In May of 2000, the man ran a red light in a Ford F-150 and crashed into a Nissan Quest driven by a married mother of two. He was high on the drug GHB at the time. The crash was so violent that a witness said the car seat was pushed toward the back of the van, and she died of her injuries.
The man was convicted on a drugged driving charge in Florida in 2001, but he didn’t take the sentence seriously. When he was ordered to show up for his jail sentence in March of 2003, he never showed up.
He appealed the conviction in Palm Beach County court, and when that appeal failed he cut off his ankle bracelet and fled to the Bahamas.

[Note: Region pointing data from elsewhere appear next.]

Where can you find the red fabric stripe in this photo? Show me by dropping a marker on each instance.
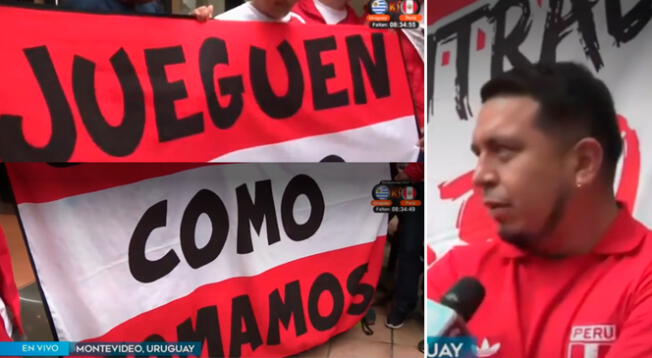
(8, 289)
(88, 35)
(165, 319)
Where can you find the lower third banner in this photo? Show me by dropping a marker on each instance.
(251, 260)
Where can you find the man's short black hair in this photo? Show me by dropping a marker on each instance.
(574, 104)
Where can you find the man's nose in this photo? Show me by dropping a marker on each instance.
(484, 175)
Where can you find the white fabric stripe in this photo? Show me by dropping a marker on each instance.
(80, 243)
(390, 141)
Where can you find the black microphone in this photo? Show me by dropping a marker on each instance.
(448, 318)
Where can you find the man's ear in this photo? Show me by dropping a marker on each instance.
(589, 157)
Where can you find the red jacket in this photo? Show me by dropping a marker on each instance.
(596, 305)
(307, 10)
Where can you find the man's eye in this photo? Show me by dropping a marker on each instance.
(504, 153)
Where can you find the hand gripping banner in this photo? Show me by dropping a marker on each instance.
(256, 260)
(86, 87)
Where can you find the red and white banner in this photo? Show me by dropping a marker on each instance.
(86, 87)
(259, 260)
(469, 41)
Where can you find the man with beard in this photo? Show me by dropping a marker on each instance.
(570, 274)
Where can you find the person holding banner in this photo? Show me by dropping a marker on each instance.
(330, 12)
(570, 273)
(255, 10)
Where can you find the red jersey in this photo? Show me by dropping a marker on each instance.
(597, 305)
(308, 11)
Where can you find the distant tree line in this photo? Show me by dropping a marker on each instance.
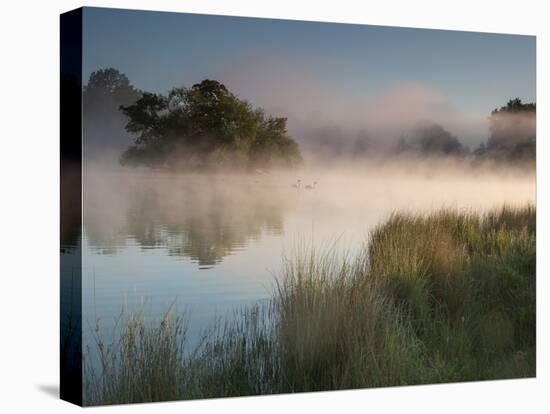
(206, 127)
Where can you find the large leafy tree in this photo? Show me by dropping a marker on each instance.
(204, 127)
(512, 133)
(105, 91)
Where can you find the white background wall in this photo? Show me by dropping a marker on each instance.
(29, 194)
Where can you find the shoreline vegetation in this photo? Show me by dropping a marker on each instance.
(438, 297)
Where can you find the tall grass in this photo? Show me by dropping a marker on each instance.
(444, 296)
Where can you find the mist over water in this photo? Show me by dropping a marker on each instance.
(211, 243)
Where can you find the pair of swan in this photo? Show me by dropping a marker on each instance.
(307, 187)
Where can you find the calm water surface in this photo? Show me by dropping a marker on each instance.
(209, 245)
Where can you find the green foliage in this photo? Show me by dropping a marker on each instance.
(446, 296)
(513, 134)
(205, 127)
(106, 90)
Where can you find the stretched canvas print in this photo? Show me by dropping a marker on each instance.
(259, 206)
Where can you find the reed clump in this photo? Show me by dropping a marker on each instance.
(436, 297)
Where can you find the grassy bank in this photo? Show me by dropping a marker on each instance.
(446, 296)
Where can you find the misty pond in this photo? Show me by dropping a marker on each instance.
(208, 245)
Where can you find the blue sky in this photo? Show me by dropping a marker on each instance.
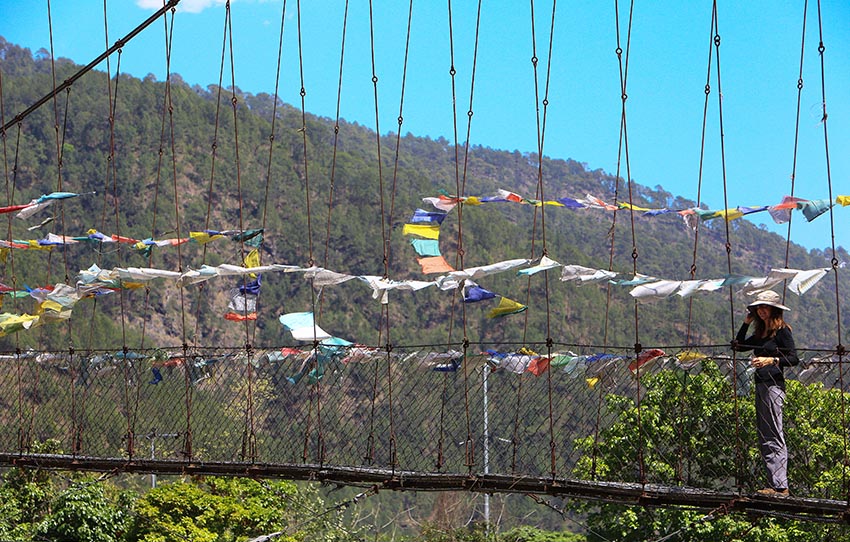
(759, 54)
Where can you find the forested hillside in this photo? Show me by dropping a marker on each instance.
(178, 158)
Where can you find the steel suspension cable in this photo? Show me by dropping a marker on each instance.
(796, 133)
(469, 445)
(336, 136)
(276, 101)
(315, 398)
(76, 424)
(131, 401)
(637, 345)
(169, 107)
(10, 192)
(167, 35)
(213, 156)
(387, 242)
(624, 73)
(249, 446)
(693, 271)
(716, 40)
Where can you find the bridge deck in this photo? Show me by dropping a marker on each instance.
(822, 510)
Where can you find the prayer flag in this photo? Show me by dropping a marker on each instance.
(434, 264)
(506, 307)
(426, 247)
(427, 231)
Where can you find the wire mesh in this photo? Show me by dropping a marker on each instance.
(689, 423)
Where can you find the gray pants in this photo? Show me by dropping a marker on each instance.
(769, 401)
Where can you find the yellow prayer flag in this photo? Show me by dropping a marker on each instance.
(252, 259)
(428, 231)
(203, 237)
(50, 305)
(506, 306)
(731, 214)
(435, 264)
(33, 244)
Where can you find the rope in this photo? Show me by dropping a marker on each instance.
(336, 132)
(623, 70)
(469, 445)
(276, 100)
(839, 348)
(796, 133)
(170, 5)
(303, 93)
(695, 259)
(716, 40)
(213, 156)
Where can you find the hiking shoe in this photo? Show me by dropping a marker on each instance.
(770, 492)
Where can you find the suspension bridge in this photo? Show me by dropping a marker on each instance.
(613, 423)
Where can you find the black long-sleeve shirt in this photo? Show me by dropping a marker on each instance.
(781, 346)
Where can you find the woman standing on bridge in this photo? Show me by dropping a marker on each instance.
(773, 349)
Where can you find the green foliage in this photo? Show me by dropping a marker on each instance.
(87, 510)
(140, 193)
(230, 509)
(701, 407)
(531, 534)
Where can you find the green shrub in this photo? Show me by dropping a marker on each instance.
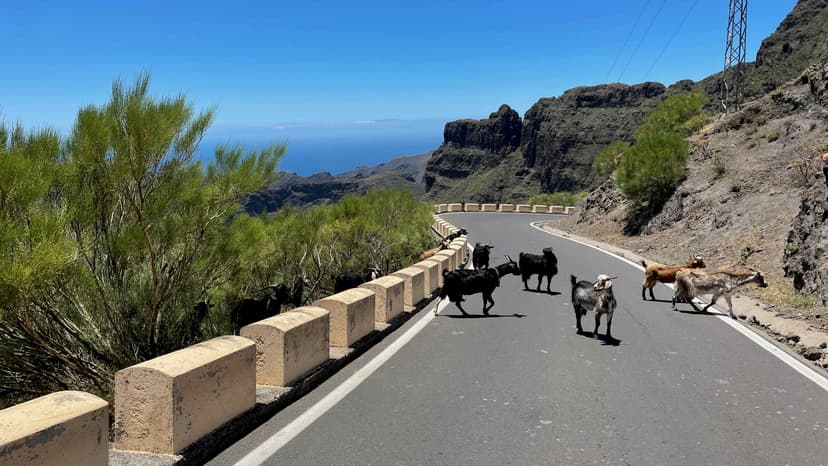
(561, 198)
(607, 159)
(652, 169)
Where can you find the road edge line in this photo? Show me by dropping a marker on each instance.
(748, 332)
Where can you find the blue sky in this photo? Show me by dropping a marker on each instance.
(268, 64)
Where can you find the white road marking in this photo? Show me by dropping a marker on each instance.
(265, 450)
(783, 356)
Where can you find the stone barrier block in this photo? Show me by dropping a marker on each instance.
(451, 255)
(443, 263)
(289, 345)
(390, 296)
(431, 272)
(414, 284)
(66, 427)
(351, 315)
(165, 404)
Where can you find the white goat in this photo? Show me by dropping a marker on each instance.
(691, 283)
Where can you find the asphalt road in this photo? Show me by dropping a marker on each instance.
(521, 387)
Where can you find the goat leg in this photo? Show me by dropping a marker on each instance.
(712, 302)
(730, 307)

He did spend time in custody in the Bahamas relating to the charges in Florida, and after he exhausted all of his appeals and was ordered to be extradited, he was picked up and sent back to the USA. Now he’s facing two failure-to-appear charges in Palm Beach County, and it seems unlikely he’ll be able to walk away again.
A DUI is considered driving under the influence of alcohol, drugs, or both, so a drugged driving crash like this one comes with the same fines, penalties, and in this case, jail time, as a drunk driving crash. He may have cut and ran from the consequences, but just like time doesn’t heal all wounds, time also doesn’t clear your record when you’ve killed someone due to drugged driving.